Though Annemarie Kremer makes a highly impressive company debut in the title role and chorus and orchestra respond splendidly to Oliver von Dohnanyi’s conducting, Opera North’s Norma is a difficult production to like. Despite its popularity in the post-Callas era, Norma is a problematic opera and Christopher Alden’s production never sees a problem but it adds another one.
It’s widely held that opera plots are usually silly, but many create a remarkable emotional involvement despite this. Norma needs a bit of help! Norma is a druidess in Gaul, daughter of head druid Oroveso. She has two children by Pollione, head of the occupying Romans, but none of the other druids have noticed. Now Pollione turns his attentions to Adalgisa, a young priestess, who innocently tells Norma all about it. After that it’s just a question of who ends up on the funeral pyre.
There are some wonderfully dramatic musical moments, notably at the climax to each act, thrillingly realised by von Dohnanyi and the orchestra, but essentially this is a love triangle, with the sympathetic relationship between Norma and Adalgisa as important as the women’s with Pollione. Christopher Alden favours turned backs, lying on the floor at a distance from each other, even rolling over and over in mid-duet, and it is not helpful!
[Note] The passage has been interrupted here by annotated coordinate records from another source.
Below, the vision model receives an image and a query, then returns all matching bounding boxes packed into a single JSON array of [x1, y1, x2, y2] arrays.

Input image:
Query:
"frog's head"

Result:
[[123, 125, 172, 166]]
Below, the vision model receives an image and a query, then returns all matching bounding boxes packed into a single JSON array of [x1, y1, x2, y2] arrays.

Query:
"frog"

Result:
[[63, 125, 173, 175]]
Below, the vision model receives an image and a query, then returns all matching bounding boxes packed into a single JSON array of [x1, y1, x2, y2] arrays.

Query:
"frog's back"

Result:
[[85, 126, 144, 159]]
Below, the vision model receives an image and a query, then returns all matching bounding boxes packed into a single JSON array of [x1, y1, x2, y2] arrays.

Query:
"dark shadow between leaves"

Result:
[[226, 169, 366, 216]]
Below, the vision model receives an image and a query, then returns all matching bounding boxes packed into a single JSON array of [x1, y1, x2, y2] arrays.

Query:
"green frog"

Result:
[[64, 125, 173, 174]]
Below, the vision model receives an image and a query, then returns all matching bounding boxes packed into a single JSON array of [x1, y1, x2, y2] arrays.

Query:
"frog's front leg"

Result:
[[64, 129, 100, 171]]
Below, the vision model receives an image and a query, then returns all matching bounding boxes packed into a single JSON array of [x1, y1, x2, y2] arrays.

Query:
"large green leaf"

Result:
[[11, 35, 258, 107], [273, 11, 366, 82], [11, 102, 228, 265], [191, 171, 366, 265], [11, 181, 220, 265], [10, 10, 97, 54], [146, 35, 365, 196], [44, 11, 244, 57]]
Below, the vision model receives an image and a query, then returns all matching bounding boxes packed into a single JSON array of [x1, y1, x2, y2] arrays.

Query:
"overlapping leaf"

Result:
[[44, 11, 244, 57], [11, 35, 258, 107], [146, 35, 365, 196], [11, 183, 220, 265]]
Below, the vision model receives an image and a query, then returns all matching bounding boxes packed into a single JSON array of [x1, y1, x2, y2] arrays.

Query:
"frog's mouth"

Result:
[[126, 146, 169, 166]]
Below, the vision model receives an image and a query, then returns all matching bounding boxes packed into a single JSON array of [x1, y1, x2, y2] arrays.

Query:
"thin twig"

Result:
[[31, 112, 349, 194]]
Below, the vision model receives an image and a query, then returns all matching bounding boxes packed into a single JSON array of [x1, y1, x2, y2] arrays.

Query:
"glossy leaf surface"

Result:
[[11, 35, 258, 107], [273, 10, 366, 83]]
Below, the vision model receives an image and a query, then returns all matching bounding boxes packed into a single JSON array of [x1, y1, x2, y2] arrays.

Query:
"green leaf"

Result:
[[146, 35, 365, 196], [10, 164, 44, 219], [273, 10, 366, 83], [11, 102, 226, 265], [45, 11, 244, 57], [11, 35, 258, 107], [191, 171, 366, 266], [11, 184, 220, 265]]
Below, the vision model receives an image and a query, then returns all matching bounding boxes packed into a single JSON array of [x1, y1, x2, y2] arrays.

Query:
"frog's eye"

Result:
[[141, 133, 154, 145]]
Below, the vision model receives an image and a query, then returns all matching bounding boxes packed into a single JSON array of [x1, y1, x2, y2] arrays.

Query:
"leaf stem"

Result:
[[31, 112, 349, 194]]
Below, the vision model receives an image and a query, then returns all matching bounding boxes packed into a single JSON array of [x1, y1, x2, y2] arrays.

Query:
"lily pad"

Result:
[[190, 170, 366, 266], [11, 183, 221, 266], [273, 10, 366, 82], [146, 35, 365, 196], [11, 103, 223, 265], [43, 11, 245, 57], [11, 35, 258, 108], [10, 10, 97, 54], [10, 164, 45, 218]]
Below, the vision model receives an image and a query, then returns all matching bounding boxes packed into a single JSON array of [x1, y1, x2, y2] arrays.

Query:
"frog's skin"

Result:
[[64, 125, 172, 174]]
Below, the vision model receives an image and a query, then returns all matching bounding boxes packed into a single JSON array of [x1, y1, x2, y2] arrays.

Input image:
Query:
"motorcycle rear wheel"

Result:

Nor is his updating of the action. Certainly the robes-and-fillets approach to druids can be heavy going, but an updating must be appropriate. These druids appear to be a cult heavily influenced by the Amish and the Shakers, but rather less Christian, given to long spells of stillness interspersed with sudden unexplained arm movements and doing odd things with coats and sacks. At times Alden seems simply perverse: why, for instance, does Oroveso spend all Act 1 listening to what’s happening without hearing any of it? And why is Pollione done up like the villain in a Victorian melodrama?
Generally the musical picture is much happier. Maybe Norma ideally needs a more dominant and emotionally charged stage personality than Annemarie Kremer provides, but after an attractive, but slightly light-weight, start, she sings with impressive stamina and intelligence and ever increasing authority and commitment. Luis Chapa’s passionate, if slightly strained, style as Pollione proved an early hit with an unusually impressible first night audience, well armed with “Bravos”, but his most elegant singing comes much later in his last act duet with the excellent Kremer. The third Opera North debutant, Keri Alkema, selflessly suffers Alden’s excesses without disturbing her vocal assurance, her voice combining admirably with Kremer’s in their duets. James Creswell’s Oroveso fields a steady and sonorous bass and settles on a single facial expression as the wisest course.